I understand this needs an exclusive lock on the whole table, which is
simply not possible more than once a month, if that...  Workarounds/hack
suggestions are more than welcome :-)

Ta

M


Re: Is there a reason _not_ to vacuum continuously?

From
Josh Berkus
Date:
Matt,

> I understand this needs an exclusive lock on the whole table, which is
> simply not possible more than once a month, if that...  Workarounds/hack
> suggestions are more than welcome :-)

Would it be reasonable to use partial indexes on the table?

--
-Josh Berkus

______AGLIO DATABASE SOLUTIONS___________________________
                                        Josh Berkus
   Complete information technology     josh@agliodbs.com
    and data management solutions     (415) 565-7293
   for law firms, small businesses      fax 621-2533
    and non-profit organizations.     San Francisco


Re: Is there a reason _not_ to vacuum continuously?

From
Christopher Browne
Date:
Oops! josh@agliodbs.com (Josh Berkus) was seen spray-painting on a wall:
>> I understand this needs an exclusive lock on the whole table, which is
>> simply not possible more than once a month, if that...  Workarounds/hack
>> suggestions are more than welcome :-)
>
> Would it be reasonable to use partial indexes on the table?

Dumb question...

... If you create a partial index, does this lock the whole table
while it is being built, or only those records that are affected by
the index definition?

I expect that the answer to that is "Yes, it locks the whole table,"
which means that a partial index won't really help very much, except
insofar as you might, by having it be restrictive in range, lock the
table for a somewhat shorter period of time.

An alternative that may or may not be viable would be to have a series
of tables:

 create table t1 ();
 create table t2 ();
 create table t3 ();
 create table t4 ();

Then create a view:

  create view t as select * from t1 union all select * from t2 union
    all select * from t13 union all select * from t4;

Then you set this view to be updatable, by having a function that
rotates between the 4 tables based on a sequence.

You do SELECT NEXTVAL('t_controller') and the entries start flooding
into t2 rather than t1, or into t3, or into t4, and after t4, they go
back into t1.

When you need to reindex t1, you switch over to load entries into t2,
do maintenance on t1, and then maybe roll back to t1 so you can do the
same maintenance on t2.
--
If this was helpful, <http://svcs.affero.net/rm.php?r=cbbrowne> rate me
http://www3.sympatico.ca/cbbrowne/lisp.html
Linux is like a Vorlon.
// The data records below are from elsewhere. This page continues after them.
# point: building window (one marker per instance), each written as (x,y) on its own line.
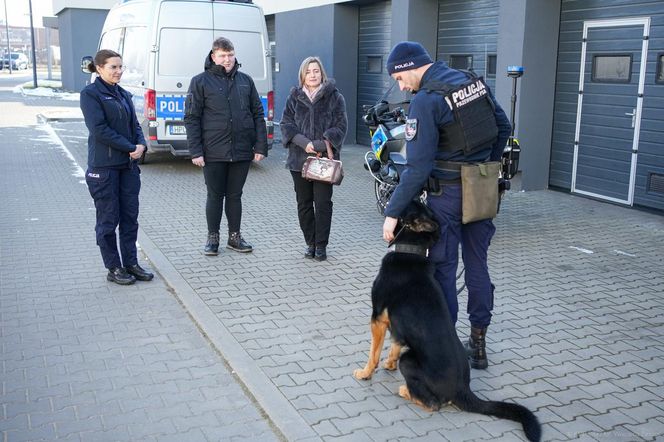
(461,61)
(660,69)
(374,64)
(491,65)
(614,68)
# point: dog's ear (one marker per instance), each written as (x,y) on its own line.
(424,224)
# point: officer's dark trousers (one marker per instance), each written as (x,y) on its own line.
(225,180)
(314,209)
(474,239)
(115,192)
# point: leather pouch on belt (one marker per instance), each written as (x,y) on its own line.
(479,187)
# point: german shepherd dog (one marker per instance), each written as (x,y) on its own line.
(407,300)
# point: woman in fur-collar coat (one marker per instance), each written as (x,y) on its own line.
(314,121)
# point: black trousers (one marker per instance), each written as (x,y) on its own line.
(115,192)
(225,180)
(314,209)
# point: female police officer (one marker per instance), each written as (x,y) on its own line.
(433,152)
(115,143)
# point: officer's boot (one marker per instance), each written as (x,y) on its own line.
(237,243)
(212,246)
(476,348)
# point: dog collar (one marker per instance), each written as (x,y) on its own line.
(410,248)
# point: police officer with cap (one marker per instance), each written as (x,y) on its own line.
(434,153)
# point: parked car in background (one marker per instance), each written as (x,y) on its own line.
(19,61)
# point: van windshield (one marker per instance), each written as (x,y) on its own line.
(182,51)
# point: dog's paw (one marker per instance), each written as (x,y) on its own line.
(390,364)
(362,374)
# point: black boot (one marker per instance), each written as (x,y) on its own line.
(212,246)
(120,276)
(476,348)
(320,254)
(310,252)
(140,273)
(237,243)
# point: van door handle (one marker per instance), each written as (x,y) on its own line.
(633,115)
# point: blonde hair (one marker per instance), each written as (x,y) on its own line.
(305,64)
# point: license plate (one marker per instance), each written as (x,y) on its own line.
(178,129)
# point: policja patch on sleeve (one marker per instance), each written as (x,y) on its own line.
(411,129)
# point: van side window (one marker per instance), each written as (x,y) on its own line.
(134,56)
(193,45)
(112,40)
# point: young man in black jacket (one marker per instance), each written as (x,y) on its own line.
(225,130)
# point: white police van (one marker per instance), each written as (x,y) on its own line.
(164,43)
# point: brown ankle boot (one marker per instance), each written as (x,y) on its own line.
(476,348)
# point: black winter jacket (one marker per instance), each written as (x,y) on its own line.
(111,120)
(305,121)
(223,115)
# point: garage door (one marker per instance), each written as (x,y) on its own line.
(374,47)
(468,36)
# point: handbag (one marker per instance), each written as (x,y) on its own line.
(479,191)
(324,170)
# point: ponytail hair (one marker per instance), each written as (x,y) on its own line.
(100,59)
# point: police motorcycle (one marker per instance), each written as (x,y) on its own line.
(387,157)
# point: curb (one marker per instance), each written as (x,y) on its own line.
(276,407)
(69,116)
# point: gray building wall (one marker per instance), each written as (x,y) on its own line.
(329,32)
(79,31)
(528,36)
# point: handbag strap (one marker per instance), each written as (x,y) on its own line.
(330,153)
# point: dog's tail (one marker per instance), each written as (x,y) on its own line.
(504,410)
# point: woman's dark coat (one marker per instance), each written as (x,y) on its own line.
(305,121)
(224,115)
(111,121)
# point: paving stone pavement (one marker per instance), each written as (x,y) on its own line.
(577,333)
(84,359)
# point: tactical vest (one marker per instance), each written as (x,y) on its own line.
(474,124)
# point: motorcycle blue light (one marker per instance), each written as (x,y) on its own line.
(378,140)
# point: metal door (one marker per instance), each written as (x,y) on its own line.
(611,81)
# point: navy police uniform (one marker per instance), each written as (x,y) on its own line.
(428,117)
(113,178)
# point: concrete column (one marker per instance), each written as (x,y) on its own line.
(528,36)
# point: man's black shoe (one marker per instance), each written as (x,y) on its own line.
(320,254)
(237,243)
(139,273)
(476,348)
(212,246)
(120,276)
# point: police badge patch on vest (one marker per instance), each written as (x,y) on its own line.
(466,94)
(474,126)
(411,129)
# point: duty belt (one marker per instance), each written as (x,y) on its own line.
(449,166)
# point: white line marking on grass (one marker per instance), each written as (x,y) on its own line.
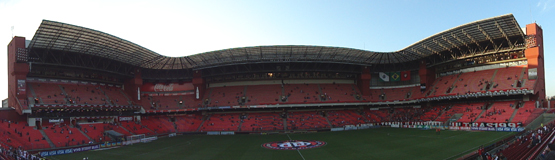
(478,146)
(53,158)
(188,143)
(297,149)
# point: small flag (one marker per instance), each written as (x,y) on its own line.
(384,76)
(405,75)
(395,76)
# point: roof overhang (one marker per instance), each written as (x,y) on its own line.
(53,35)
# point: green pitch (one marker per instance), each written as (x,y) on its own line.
(383,143)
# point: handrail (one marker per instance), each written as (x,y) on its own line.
(542,147)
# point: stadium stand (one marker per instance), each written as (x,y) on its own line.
(226,96)
(188,123)
(306,120)
(115,95)
(96,130)
(498,112)
(159,124)
(62,135)
(472,82)
(84,94)
(262,122)
(339,92)
(341,118)
(263,94)
(136,128)
(222,122)
(302,93)
(47,93)
(16,133)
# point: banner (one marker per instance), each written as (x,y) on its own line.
(395,76)
(125,118)
(170,87)
(384,76)
(405,75)
(532,73)
(21,87)
(68,151)
(492,125)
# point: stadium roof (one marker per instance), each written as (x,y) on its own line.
(66,37)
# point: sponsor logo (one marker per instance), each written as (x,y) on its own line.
(293,145)
(162,88)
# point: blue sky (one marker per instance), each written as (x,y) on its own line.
(179,28)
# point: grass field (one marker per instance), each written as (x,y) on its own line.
(382,143)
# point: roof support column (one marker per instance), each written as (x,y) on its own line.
(199,84)
(364,81)
(132,87)
(427,75)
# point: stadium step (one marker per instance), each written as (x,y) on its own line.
(32,89)
(79,129)
(432,89)
(240,123)
(520,78)
(440,114)
(320,91)
(47,139)
(486,106)
(356,92)
(327,120)
(209,98)
(203,120)
(65,93)
(105,95)
(492,82)
(453,85)
(410,93)
(513,115)
(285,124)
(126,97)
(125,129)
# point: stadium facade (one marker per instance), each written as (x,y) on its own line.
(73,74)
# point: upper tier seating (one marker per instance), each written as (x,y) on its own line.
(339,92)
(263,94)
(341,118)
(523,113)
(450,112)
(222,122)
(376,116)
(19,134)
(85,94)
(470,111)
(136,128)
(442,84)
(498,112)
(188,123)
(430,113)
(306,120)
(64,136)
(226,96)
(165,102)
(506,78)
(49,93)
(115,94)
(262,122)
(158,124)
(96,130)
(472,82)
(302,93)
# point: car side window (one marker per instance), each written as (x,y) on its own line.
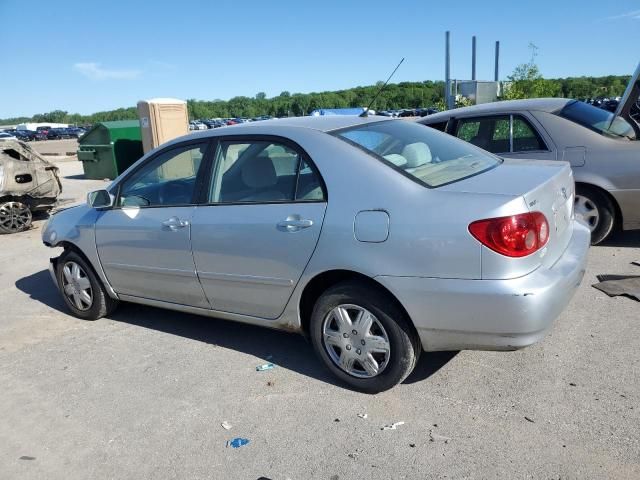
(262,172)
(525,138)
(168,179)
(488,133)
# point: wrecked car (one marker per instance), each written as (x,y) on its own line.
(28,184)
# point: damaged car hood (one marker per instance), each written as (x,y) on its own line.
(25,173)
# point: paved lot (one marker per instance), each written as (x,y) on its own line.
(142,394)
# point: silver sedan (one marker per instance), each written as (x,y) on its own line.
(378,239)
(602,147)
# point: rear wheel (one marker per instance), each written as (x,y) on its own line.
(14,217)
(81,288)
(363,337)
(597,211)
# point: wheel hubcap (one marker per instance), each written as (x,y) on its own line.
(76,286)
(356,341)
(14,216)
(586,210)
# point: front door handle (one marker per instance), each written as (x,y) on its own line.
(294,223)
(174,223)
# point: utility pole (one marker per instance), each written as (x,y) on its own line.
(447,77)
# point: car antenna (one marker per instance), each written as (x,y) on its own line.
(365,113)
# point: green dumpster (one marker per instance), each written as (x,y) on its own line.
(109,148)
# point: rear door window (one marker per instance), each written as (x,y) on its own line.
(263,172)
(500,134)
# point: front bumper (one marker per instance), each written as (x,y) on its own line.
(454,314)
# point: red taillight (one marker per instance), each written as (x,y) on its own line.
(514,236)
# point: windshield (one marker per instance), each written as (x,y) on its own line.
(598,119)
(424,154)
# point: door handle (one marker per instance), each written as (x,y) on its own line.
(294,223)
(174,223)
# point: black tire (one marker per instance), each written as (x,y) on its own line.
(405,347)
(101,303)
(14,217)
(603,226)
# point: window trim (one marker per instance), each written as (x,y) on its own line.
(511,116)
(203,194)
(147,161)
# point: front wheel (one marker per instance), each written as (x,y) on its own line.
(14,217)
(81,288)
(596,210)
(363,337)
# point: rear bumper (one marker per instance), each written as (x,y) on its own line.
(452,314)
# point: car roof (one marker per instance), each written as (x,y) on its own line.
(550,105)
(324,123)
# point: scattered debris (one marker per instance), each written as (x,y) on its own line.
(266,366)
(616,285)
(393,426)
(237,442)
(434,437)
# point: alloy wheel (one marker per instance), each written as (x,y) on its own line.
(587,211)
(356,341)
(76,286)
(14,217)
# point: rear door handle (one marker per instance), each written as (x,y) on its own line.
(294,223)
(174,223)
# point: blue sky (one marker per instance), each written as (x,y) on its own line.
(85,56)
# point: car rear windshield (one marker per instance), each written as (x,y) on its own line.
(424,154)
(597,119)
It is incredibly powerful, gives terse,
cryptic answers and has a lot of things going on in the background.

Re: Is there a reason _not_ to vacuum continuously?

From
"Oliver Scheit"
Date:
3) using PG 7.3 or less, you will also need to REINDEX these
   tables+indexes often (daily?).   This issue will go away
   in 7.4, which should make you an early adopter of 7.4.

Is this true? Haven't heard of this before.
If so, how can this be managed in a cronjob?
For the hourly VACUUM there's vacuumdb, but is
there somehting similar like reindexdb ?

regards,
Oliver Scheit

Re: Is there a reason _not_ to vacuum continuously?

From
"Christopher Kings-Lynne"
Date:
> 3) using PG 7.3 or less, you will also need to REINDEX these
>    tables+indexes often (daily?).   This issue will go away
>    in 7.4, which should make you an early adopter of 7.4.

Try monthly maybe.

> Is this true? Haven't heard of this before.
> If so, how can this be managed in a cronjob?
> For the hourly VACUUM there's vacuumdb, but is
> there somehting similar like reindexdb ?

Yes, there is reindexdb :)

Chris


Re: Is there a reason _not_ to vacuum continuously?

From
"Oliver Scheit"
Date:
> Yes, there is reindexdb :)

Not on my machine. (RH 7.3)

#rpm -qa|grep postgres
postgresql-server-7.2.3-5.73
postgresql-libs-7.2.3-5.73
postgresql-devel-7.2.3-5.73
postgresql-7.2.3-5.73

What package am I missing?

regards,
Oliver Scheit

Re: Is there a reason _not_ to vacuum continuously?

From
"Christopher Kings-Lynne"
Date:
> #rpm -qa|grep postgres
> postgresql-server-7.2.3-5.73
> postgresql-libs-7.2.3-5.73
> postgresql-devel-7.2.3-5.73
> postgresql-7.2.3-5.73
>
> What package am I missing?

It's part of postgresql 7.3.  Just get it from the 7.3 contrib dir - it
works fine with 7.2

Note that this index growth problem has been basically solved as of
postgresql 7.4 - so that is your other option.

Chris




Re: Is there a reason _not_ to vacuum continuously?

From
"Oliver Scheit"
Date:
>> > It's part of postgresql 7.3.  Just get it from the 7.3
>> > contrib dir - it works fine with 7.2
>> That's nice to hear. Thanx for that info.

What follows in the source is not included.